When Landry was inducted into the Polish-American Hall of Fame, Sanders was there to introduce him as a film was shown of Sanders making a diving catch of a Landry pass. During his time at the podium, Landry said, “Hey, wait a minute now, I didn’t throw the ball that poorly all the time.
“But it seemed like Charlie, he would so concentrate on the ball that sometimes he’d lose his legs and he’d just dive out there and he’d never drop one,” Landry continued. “He’d just catch it in his hands and tuck and tumble and hit the ground. But he was a great athlete that way, and he was a blocker. He could hook people, hook linebackers or hook defensive ends because he was so strong. He had strong legs and he was strong in his arms, and he was a great blocker.”
In 2007, Sanders, who was known by fans as the “The Ultimate Lion,” was inducted into the Pro Football of Fame.

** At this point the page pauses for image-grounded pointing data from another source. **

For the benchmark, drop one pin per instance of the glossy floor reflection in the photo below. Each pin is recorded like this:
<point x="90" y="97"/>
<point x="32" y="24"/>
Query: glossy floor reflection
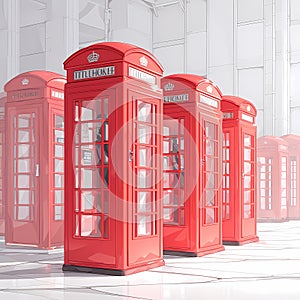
<point x="268" y="269"/>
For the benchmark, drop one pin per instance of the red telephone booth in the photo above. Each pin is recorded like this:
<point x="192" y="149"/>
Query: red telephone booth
<point x="192" y="136"/>
<point x="239" y="171"/>
<point x="294" y="171"/>
<point x="34" y="159"/>
<point x="2" y="164"/>
<point x="272" y="175"/>
<point x="113" y="185"/>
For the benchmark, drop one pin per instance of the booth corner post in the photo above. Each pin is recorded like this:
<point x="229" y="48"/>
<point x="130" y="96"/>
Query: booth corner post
<point x="192" y="165"/>
<point x="272" y="179"/>
<point x="34" y="155"/>
<point x="113" y="193"/>
<point x="239" y="171"/>
<point x="293" y="202"/>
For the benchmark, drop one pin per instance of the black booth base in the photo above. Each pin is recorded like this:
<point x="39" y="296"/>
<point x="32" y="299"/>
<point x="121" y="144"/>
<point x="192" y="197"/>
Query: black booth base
<point x="180" y="253"/>
<point x="272" y="220"/>
<point x="114" y="272"/>
<point x="241" y="242"/>
<point x="202" y="252"/>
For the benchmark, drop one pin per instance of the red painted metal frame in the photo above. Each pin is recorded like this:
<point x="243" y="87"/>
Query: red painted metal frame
<point x="272" y="178"/>
<point x="2" y="164"/>
<point x="33" y="98"/>
<point x="195" y="100"/>
<point x="294" y="172"/>
<point x="122" y="248"/>
<point x="239" y="171"/>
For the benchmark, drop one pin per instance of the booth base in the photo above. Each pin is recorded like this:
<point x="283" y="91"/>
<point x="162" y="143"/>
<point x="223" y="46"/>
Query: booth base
<point x="114" y="272"/>
<point x="272" y="220"/>
<point x="201" y="252"/>
<point x="241" y="242"/>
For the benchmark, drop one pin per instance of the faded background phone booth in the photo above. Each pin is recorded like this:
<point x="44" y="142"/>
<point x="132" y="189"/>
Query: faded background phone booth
<point x="113" y="191"/>
<point x="293" y="202"/>
<point x="2" y="164"/>
<point x="272" y="176"/>
<point x="239" y="171"/>
<point x="34" y="154"/>
<point x="192" y="136"/>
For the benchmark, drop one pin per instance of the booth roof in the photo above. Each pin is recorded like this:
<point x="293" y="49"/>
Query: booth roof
<point x="238" y="101"/>
<point x="42" y="75"/>
<point x="123" y="48"/>
<point x="193" y="80"/>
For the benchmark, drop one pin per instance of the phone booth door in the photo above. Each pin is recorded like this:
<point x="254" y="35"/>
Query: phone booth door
<point x="209" y="209"/>
<point x="23" y="187"/>
<point x="177" y="231"/>
<point x="248" y="184"/>
<point x="144" y="167"/>
<point x="56" y="200"/>
<point x="93" y="189"/>
<point x="228" y="208"/>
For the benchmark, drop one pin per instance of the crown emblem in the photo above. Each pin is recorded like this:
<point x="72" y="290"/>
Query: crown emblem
<point x="209" y="89"/>
<point x="25" y="81"/>
<point x="144" y="61"/>
<point x="169" y="87"/>
<point x="93" y="57"/>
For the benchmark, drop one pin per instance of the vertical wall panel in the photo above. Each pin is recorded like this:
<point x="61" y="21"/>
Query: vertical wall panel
<point x="250" y="10"/>
<point x="251" y="86"/>
<point x="250" y="40"/>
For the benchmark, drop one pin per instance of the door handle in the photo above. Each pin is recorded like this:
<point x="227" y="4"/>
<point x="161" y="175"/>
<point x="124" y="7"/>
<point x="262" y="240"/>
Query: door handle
<point x="37" y="170"/>
<point x="130" y="155"/>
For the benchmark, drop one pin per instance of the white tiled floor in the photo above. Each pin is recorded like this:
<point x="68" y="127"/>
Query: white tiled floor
<point x="268" y="269"/>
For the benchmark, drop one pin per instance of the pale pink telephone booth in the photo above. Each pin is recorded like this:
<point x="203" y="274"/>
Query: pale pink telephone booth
<point x="272" y="179"/>
<point x="113" y="174"/>
<point x="2" y="164"/>
<point x="192" y="135"/>
<point x="294" y="179"/>
<point x="34" y="151"/>
<point x="239" y="171"/>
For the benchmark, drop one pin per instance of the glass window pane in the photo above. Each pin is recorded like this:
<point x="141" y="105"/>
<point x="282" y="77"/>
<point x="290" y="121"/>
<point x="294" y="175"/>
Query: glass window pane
<point x="58" y="213"/>
<point x="58" y="121"/>
<point x="144" y="225"/>
<point x="91" y="201"/>
<point x="91" y="226"/>
<point x="23" y="213"/>
<point x="247" y="140"/>
<point x="23" y="150"/>
<point x="58" y="165"/>
<point x="89" y="132"/>
<point x="144" y="202"/>
<point x="24" y="165"/>
<point x="59" y="136"/>
<point x="145" y="134"/>
<point x="58" y="180"/>
<point x="23" y="136"/>
<point x="144" y="111"/>
<point x="146" y="157"/>
<point x="59" y="151"/>
<point x="23" y="181"/>
<point x="23" y="196"/>
<point x="59" y="197"/>
<point x="24" y="121"/>
<point x="91" y="178"/>
<point x="210" y="215"/>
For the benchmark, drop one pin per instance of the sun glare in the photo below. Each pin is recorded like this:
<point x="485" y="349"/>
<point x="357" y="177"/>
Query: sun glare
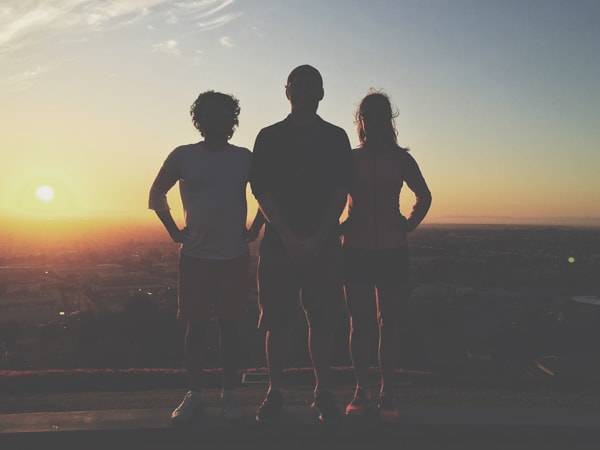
<point x="44" y="193"/>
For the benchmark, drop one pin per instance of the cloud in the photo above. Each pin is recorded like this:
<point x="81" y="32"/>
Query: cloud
<point x="218" y="22"/>
<point x="24" y="80"/>
<point x="226" y="41"/>
<point x="170" y="47"/>
<point x="28" y="22"/>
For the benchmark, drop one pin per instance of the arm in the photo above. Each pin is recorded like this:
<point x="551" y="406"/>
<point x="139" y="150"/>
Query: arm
<point x="257" y="224"/>
<point x="166" y="178"/>
<point x="341" y="179"/>
<point x="415" y="181"/>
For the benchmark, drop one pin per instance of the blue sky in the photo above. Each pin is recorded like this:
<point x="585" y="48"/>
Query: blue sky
<point x="498" y="100"/>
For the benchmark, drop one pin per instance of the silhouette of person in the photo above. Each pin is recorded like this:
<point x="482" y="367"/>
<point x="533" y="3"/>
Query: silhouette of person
<point x="300" y="176"/>
<point x="376" y="258"/>
<point x="213" y="259"/>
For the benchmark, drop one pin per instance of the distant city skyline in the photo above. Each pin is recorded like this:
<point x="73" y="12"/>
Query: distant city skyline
<point x="498" y="101"/>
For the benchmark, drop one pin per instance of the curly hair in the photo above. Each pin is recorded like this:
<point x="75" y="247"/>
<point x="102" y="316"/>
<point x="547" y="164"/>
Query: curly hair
<point x="374" y="120"/>
<point x="215" y="114"/>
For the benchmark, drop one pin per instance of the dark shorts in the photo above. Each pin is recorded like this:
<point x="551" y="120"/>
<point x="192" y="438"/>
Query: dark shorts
<point x="212" y="288"/>
<point x="282" y="282"/>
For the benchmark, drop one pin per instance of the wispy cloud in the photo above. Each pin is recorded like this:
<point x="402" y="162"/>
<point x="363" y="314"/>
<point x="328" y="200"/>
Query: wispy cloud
<point x="218" y="22"/>
<point x="226" y="41"/>
<point x="27" y="22"/>
<point x="24" y="80"/>
<point x="170" y="47"/>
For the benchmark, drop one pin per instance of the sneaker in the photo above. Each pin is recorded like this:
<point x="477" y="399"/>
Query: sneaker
<point x="231" y="405"/>
<point x="188" y="408"/>
<point x="359" y="406"/>
<point x="325" y="407"/>
<point x="271" y="407"/>
<point x="388" y="407"/>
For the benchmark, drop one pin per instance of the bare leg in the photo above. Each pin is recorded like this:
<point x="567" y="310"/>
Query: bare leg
<point x="275" y="345"/>
<point x="319" y="346"/>
<point x="194" y="339"/>
<point x="230" y="352"/>
<point x="361" y="304"/>
<point x="391" y="305"/>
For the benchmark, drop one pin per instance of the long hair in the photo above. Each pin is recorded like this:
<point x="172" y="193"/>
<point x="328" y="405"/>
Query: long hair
<point x="375" y="121"/>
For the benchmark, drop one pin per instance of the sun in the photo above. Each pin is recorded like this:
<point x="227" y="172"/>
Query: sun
<point x="44" y="193"/>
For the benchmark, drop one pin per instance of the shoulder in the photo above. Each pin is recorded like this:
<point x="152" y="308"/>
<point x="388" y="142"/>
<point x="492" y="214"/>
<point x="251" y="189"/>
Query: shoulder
<point x="334" y="130"/>
<point x="179" y="152"/>
<point x="242" y="152"/>
<point x="405" y="157"/>
<point x="273" y="129"/>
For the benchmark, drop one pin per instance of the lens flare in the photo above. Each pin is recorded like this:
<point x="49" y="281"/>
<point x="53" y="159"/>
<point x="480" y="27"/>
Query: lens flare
<point x="45" y="194"/>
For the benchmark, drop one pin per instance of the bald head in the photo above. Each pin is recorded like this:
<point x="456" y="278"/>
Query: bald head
<point x="304" y="88"/>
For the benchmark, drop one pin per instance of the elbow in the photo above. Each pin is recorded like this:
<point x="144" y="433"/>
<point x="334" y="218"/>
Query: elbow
<point x="425" y="198"/>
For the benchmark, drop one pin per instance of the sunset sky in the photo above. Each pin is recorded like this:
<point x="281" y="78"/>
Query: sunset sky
<point x="499" y="101"/>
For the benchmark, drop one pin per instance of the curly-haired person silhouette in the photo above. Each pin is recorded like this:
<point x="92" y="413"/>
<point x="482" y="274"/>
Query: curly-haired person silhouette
<point x="213" y="259"/>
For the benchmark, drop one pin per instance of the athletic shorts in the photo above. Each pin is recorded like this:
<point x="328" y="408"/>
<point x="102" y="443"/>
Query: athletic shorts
<point x="316" y="282"/>
<point x="210" y="288"/>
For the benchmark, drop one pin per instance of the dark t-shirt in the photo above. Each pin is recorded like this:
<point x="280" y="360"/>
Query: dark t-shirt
<point x="300" y="166"/>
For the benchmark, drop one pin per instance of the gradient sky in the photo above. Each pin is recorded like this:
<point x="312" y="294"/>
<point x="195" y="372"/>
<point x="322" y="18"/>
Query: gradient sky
<point x="499" y="101"/>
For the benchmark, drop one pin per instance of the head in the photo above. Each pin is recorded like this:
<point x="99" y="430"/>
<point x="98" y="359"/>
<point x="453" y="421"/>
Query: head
<point x="375" y="120"/>
<point x="304" y="88"/>
<point x="215" y="115"/>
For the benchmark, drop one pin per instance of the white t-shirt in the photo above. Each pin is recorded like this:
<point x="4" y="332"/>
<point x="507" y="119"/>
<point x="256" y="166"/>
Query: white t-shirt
<point x="212" y="184"/>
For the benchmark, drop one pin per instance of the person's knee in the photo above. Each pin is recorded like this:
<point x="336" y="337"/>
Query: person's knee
<point x="362" y="326"/>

He, along with Dave Casper of the Oakland Raiders, were the two tight ends named by the Hall of Fame selection committee to the National Football League’s all-decade team of the 1970s.
When Sanders, number 88, was inducted into the Hall of Fame, his speech was mainly devoted to thanking his family, coaches, teammates and his mother. “You see, my brothers and I lost my mother when I was 2,” he said. “Of all things I’ve done in football, and there have been a lot, there’s one thing that I really, really regretted. Many times I’ve seen athletes—college, professional—often look into the television and say, ‘Hi, Mom.’ I always thought that was very special and always something I’d want to do but couldn’t. So I take this time right here, right now in Canton, Ohio, at the Pro Football Hall of Fame to say, ‘Hi, Mom.’ Thank you for the ultimate sacrifice. This day belongs to you.”
But Sanders and his accomplishments belong to the ages.